Some considerations / goals of layered security:

  • Removing a single point of failure.
    • By layering security solutions, if one fails - the others will still operate preventing malware infections, breaches, or data exfiltration from occurring beyond the simple failure of a solution.
  • Having a human & automated response options.
    • In every case that requires a human response - make sure you have an employee or service available that will cover that issue.  If you are concerned about threat events in the middle of the night - it is critically important to have an employee monitoring for or prepared for responding to those threats.  Further, how are you monitoring them? Is the Employee watching threat feeds for a night shift? Are they on call for automated alerts to respond to?  Are they going to be awake during that period and actually respond?
    • Further, for automated answers - make sure automation has fallbacks when a human response is required.  It doesn't help to know your entire system went out at 2 AM if that isn't resolved because no one is aware of it.  Losing money or having an outage with no engineers available to fix it... because you didn't know about it or have an assigned response isn't an acceptable failure option.
  • Don't be afraid to use external trusted vendors.
    • Facebook's issue shows us that even the largest companies relying solely on internal solutions will have issues that can bring down their entire network.  Imagine a separate situation where Facebook had options from external sources that could get ahead of this problem sooner, how much money would that have saved Facebook? Would the issue have even been as widespread?
  • Make sure you have a plan for an outage happening, and clear indicators of who to contact and what actions they need to take.
    • Write up a plan for an outage and make sure your staff or fellow employees know what their duties are in that situation.  Maybe run a drill once a quarter so that your employees can respond to an outage as quickly as possible.  When security goes down, it can cause huge vulnerabilities within a network - and it should be treated just as critically as a network outage.

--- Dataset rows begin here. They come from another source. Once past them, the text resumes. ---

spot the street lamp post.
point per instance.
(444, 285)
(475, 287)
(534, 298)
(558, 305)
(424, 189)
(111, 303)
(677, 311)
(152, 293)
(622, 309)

What if you aren't sure how to proceed with the above?  Well, don't be afraid to reach out to security vendors and ask what their processes are when one of their systems goes down.  Most service providers have details they can provide that keep you appraised of what actions to take in case of an outage.  Make sure this information is included in your overall plan - it helps to know who to call or what process to follow if it is a service you do not control fully internally.

And if those answers aren't clear, it is important to reach out to trusted security advisors or other security providers you work with in order to have a clear plan built for your business.  Plan for the best, but also plan for the worst. It is important to have both plans in place and resolve any potential issues before they become glaring weaknesses in your security posture.